One day after it was released by Murdoch's Twentieth Century Fox, I took my kids to see "Digimon: The Movie," itself little more than a long-form toy commercial. If you're not familiar with Digimon, it's an unimaginative, wholesale ripoff of the already quality-starved Pokemon franchise.
When the lights went down, the first thing on the screen was a highly suggestive bedroom scene featuring two adults. What followed was a promotion for the new TV series "The Street" that, in addition to more bedroom scenes, included several shots of gyrating strippers. Just the family entertainment I was seeking when I brought my 8-, 5- and 3-year-olds to the theater.
This came mere days after the heads of the leading studios, including Twentieth Century Fox Film Chairman Jim Gianopulos, showed up in D.C. to unveil initiatives to limit the marketing of R-rated films to minors. Apparently the marketing of R-rated TV series to preschoolers is still acceptable.
The promo for "The Street" was obviously a planned placement. Both "Digimon" and "The Street," from Fox Broadcasting, are products of Murdoch's media empire. Some marketing genius clearly saw the Digimon movie as a great platform for promoting the Fox TV network's new series to captive parents in the audience.
This publication's editors -- myself included -- almost always side with the advertising industry in preferring self-regulation to government intervention. But self-regulation is a privilege earned with responsible behavior and voluntary restraint. In the marketing of entertainment products to children, marketers have shown little restraint. If they continue to act irresponsibly, they will have invited the regulation they so desperately want to avoid.

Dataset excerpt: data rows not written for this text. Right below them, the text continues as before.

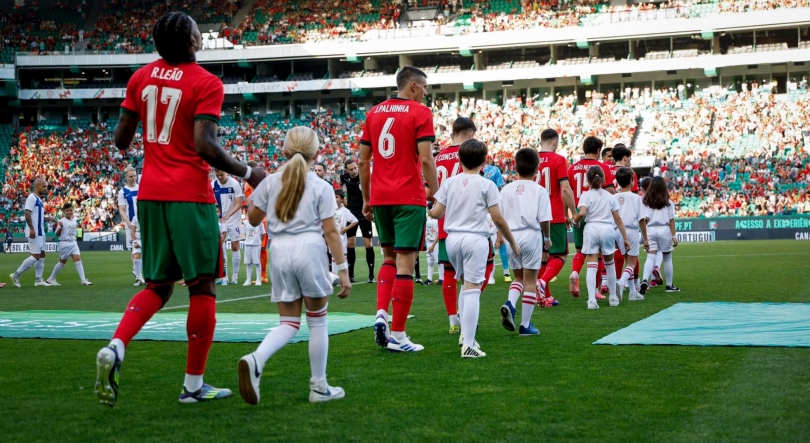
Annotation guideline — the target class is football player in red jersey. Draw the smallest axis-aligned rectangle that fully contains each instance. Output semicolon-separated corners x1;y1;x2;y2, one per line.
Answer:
360;66;439;352
436;117;476;334
535;129;577;308
568;137;616;298
95;12;266;406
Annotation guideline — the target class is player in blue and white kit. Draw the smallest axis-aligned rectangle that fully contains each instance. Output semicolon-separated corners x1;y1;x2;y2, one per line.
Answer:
484;165;512;284
45;203;93;286
242;221;266;286
238;126;352;405
211;171;245;285
9;178;55;288
118;166;143;286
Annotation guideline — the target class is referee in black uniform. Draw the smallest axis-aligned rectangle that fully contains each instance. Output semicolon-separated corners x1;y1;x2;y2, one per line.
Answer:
340;160;375;283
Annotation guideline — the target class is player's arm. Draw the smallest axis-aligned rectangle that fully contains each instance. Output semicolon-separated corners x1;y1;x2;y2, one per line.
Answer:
638;217;650;251
194;119;267;189
560;177;577;228
417;141;439;201
489;204;520;255
357;140;374;221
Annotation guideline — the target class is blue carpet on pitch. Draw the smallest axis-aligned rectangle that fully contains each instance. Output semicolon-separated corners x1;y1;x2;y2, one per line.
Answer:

I understand and generally support the ad industry's First Amendment and "slippery slope" arguments. But the industry can't blindly throw them up as shields to protect even unscrupulous practices. If the FTC hadn't embarrassed the studios with its report on how Hollywood markets films its own industry code flags for violent content, the studios wouldn't be taking steps to change their practices. They'd still be combing databases for names of children to invite to focus groups for "Scream 36."

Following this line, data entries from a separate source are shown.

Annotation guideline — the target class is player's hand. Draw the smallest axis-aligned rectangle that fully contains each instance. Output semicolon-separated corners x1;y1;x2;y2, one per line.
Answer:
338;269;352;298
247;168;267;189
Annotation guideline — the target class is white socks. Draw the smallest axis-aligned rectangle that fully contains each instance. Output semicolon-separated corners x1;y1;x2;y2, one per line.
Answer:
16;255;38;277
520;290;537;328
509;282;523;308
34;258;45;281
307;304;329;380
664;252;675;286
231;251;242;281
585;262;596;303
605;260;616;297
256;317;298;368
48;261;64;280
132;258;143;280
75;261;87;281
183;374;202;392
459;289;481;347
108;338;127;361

"The commercialization of our children has simply gone too far," Hillary Clinton said in a recent speech. She called on the industry to take voluntary action, such as withdrawing all ads targeted to preschoolers. But she also said that if elected she will "introduce legislation to have the FTC report on the extent of advertising to young children . . . [and] provide the FTC with full authority to limit such advertising." Her legislation would also give the commission power to "set broader limits on advertising that is harmful to children."

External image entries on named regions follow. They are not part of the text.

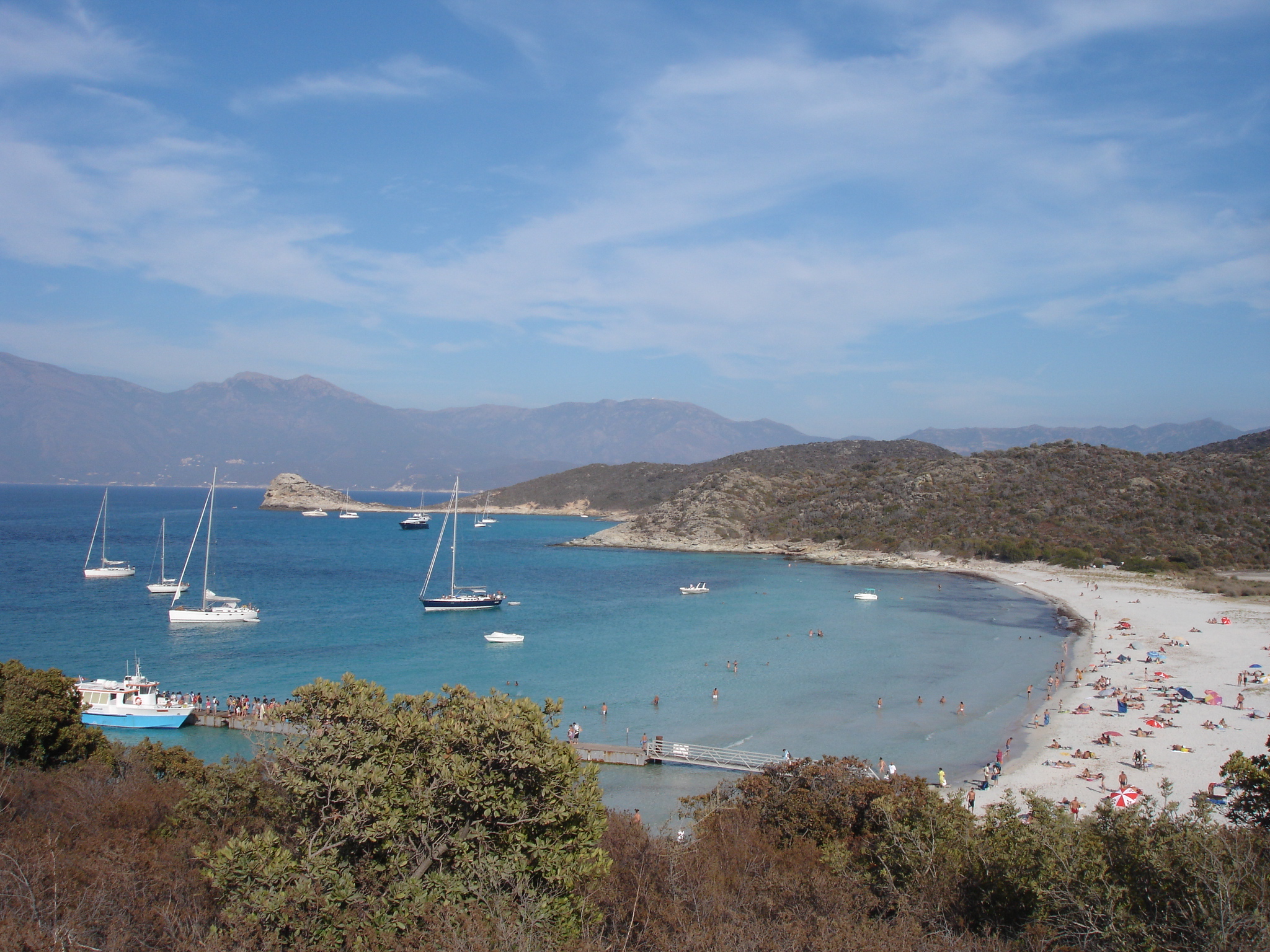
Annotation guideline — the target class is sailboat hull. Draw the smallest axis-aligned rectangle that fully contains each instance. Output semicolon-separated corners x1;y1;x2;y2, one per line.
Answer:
167;606;260;624
84;565;137;579
419;596;503;612
146;581;189;596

The ad industry responded, of course, by calling Mrs. Clinton's proposal "so broad that it is unconstitutional," in the words of Dan Jaffe of the Association of National Advertisers. For instance, he noted, "what is [the definition of] harmful?"
The ANA has no choice but to mount the most vigorous possible defense for industry self-regulation, and it's right to do that. There are places where I would part ways with Mrs. Clinton. It's unrealistic to ask that all ads aimed at preschoolers be banned. And while an FTC report on the extent of advertising to young children could be useful, giving the commission broad powers to decide what is and isn't harmful could be dangerous.
But, again, self-regulation requires responsibility. Studios must move quickly and firmly to change their current marketing practices or face the consequences.